It is no misnomer to say that every business is becoming data-driven – but of course it is what you do with it that counts. To get a truly effective data science team firing on all aces, your organisation needs to be able to offer various comparisons, gauging the ‘insights within the insights.’
The insurance sector is therefore one which is tailor-made for this mission. Last April, Raconteur summed up this rising trend. “What is new is that data has grown in volume, quality and accessibility, and there is now the ability to combine and analyse multiple data sources – which is giving insurers plenty to think about,” wrote Sooraj Shah. “How quickly companies can adapt and ensure data science is a part of their organisation will determine how competitive they’re likely to be in the years to come.”
Pardeep Bassi (left) has been head of data science at LV= since June 2017, having spent all of his career in insurance in some capacity, firstly at AXA and then at Domestic and General. It makes for an interesting analysis to compare where the space has come in just a handful of years.
“Back then, it was called the innovation team – data science wasn’t a term widely used,” says Bassi of starting at AXA in 2012. “We were a statistically focused team looking at new technology and better ways to predict outcomes, predicting models using open source technology. The change which has happened now… [it] has become much more mainstream.”

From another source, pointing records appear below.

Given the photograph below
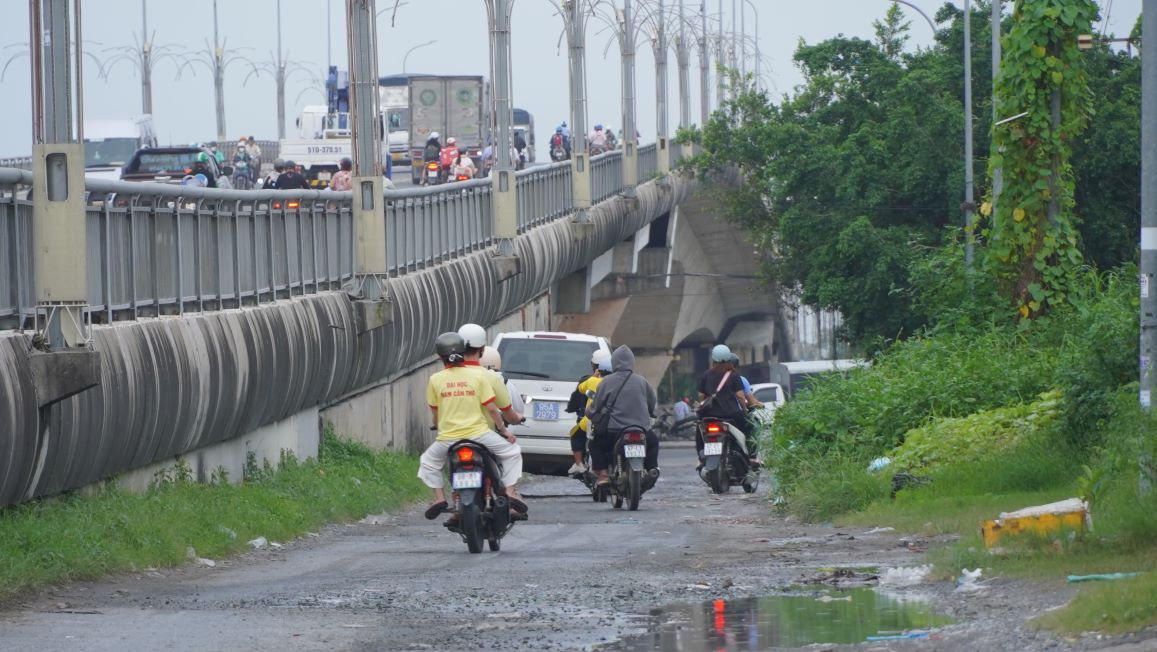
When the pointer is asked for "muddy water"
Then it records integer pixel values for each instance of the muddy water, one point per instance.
(785, 621)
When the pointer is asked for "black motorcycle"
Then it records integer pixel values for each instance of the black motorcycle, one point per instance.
(628, 479)
(479, 496)
(726, 458)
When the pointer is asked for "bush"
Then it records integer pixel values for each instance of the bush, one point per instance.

“We’re at a stage now where we are scaling it up significantly and are encountering a lot more difficulties in terms of things we hadn’t known about last year”
LV= utilises this expertise across its general insurance arms, focusing on car, home, pet and travel insurance. Each of these use cases has differences, but the underlying template to build each of these models is reusable. One particular example was where LV= General Insurance worked with Microsoft to create a scalable machine learning solution to more easily solve the 20% of car insurance claims where liability is a grey area and claims can take up to 12 months to resolve.

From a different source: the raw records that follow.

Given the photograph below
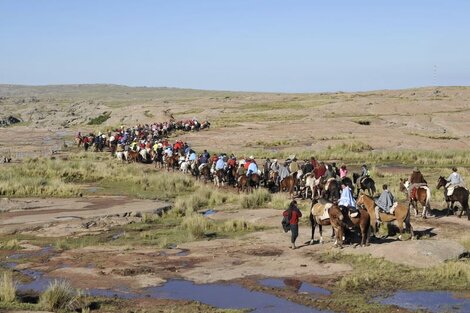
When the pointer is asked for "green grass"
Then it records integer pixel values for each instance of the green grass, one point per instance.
(100, 119)
(7, 287)
(12, 244)
(60, 296)
(258, 198)
(371, 274)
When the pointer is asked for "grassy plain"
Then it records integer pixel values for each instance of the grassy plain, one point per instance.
(391, 131)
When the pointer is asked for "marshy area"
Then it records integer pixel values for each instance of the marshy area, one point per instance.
(84, 232)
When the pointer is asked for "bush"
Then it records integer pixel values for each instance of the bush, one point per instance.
(60, 295)
(256, 199)
(7, 287)
(12, 244)
(196, 224)
(100, 119)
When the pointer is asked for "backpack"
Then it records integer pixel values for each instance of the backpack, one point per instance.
(286, 221)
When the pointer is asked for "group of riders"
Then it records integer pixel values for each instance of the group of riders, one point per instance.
(141, 136)
(149, 143)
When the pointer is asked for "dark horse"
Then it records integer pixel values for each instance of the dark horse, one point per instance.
(316, 212)
(248, 183)
(460, 194)
(422, 196)
(330, 190)
(366, 183)
(288, 184)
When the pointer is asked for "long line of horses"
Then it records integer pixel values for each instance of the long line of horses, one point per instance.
(324, 193)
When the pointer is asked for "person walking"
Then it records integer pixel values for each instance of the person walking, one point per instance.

Bassi notes that following the rollout, the company’s Net Promotor Score (NPS) had gone up while the average time to settle a claim had dropped ‘significantly’. “Not only are we making our processes more efficient from an operational perspective, we’re helping our customer experience,” he says.
This is not to say that everything is plain sailing, however. As with many companies, Bassi explains, the challenge is one of overhauling legacy systems. “From a technical point of view, we can build pretty much any algorithm we want to at the moment using open source technology – we have the right compute power, [and] because we’re in the cloud we’re able to spin up however much compute we need,” he says. “Where [we’ve] got legacy systems, [it’s] not only how do you build these models to start off with, but how do you actually integrate them back into existing systems to make sure they’re actually used and having an influence on the business?

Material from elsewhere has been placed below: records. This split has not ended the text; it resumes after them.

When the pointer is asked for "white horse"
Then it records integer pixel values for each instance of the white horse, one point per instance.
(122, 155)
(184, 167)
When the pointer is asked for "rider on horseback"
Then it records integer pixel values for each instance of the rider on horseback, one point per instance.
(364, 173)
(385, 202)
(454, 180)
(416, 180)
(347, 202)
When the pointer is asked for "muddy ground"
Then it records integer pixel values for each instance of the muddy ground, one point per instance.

“We’ve overcome this by having not only data scientists in the team but data engineers,” adds Bassi. “It’s their role to productionise and implement models – so they’ve got to understand existing systems and where it plugs in. A lot of the models we build require a real-time link to systems… so it’s understanding if the system is fit for purpose, can it accept API calls, does the latency have to be within a certain time window?”
Overall however, Bassi says that in the journey from first efforts to everything becoming machine learning-led, his team is ‘somewhere in the middle.’ Bassi spoke at last year’s AI & Big Data Expo where he said LV= was ‘implementing a couple of solutions’ – but he is back this year and is interested to not only explain his journey, but explore that of the audience too.
“A language is only a tool – what’s more important for a data scientist is having the core theoretical understanding of how a model works”
“Considering our own journey, there are various different stages of applying machine learning,” says Bassi. “The first stage is – can you get something live? The second stage is can you scale up, and how many different decisions can you affect? And the final stage is [where] everything is machine learning-led.
“We’re at a stage now where we are scaling it up significantly and are encountering a lot more difficulties in terms of things which we hadn’t known about last year,” he adds. “I think the rest of the industry will follow that same suit – so there’s going to be a number of people who were thinking about it last year who have now started doing it, and they can hopefully learn from the experiences that we’ve had.”
Much like Ben Dias, head of data science at Royal Mail, Bassi – who also holds a strong mathematical background – prioritises principles over the practical per se when looking for talent. “A language is a tool… I think what’s more important is having the core theoretical understanding of how a model works,” says Bassi. “Do you have that intuitive understanding right from first principles what a machine learning model is doing? Without that, you will really struggle to be a true data scientist and really know the limitations of certain algorithms.”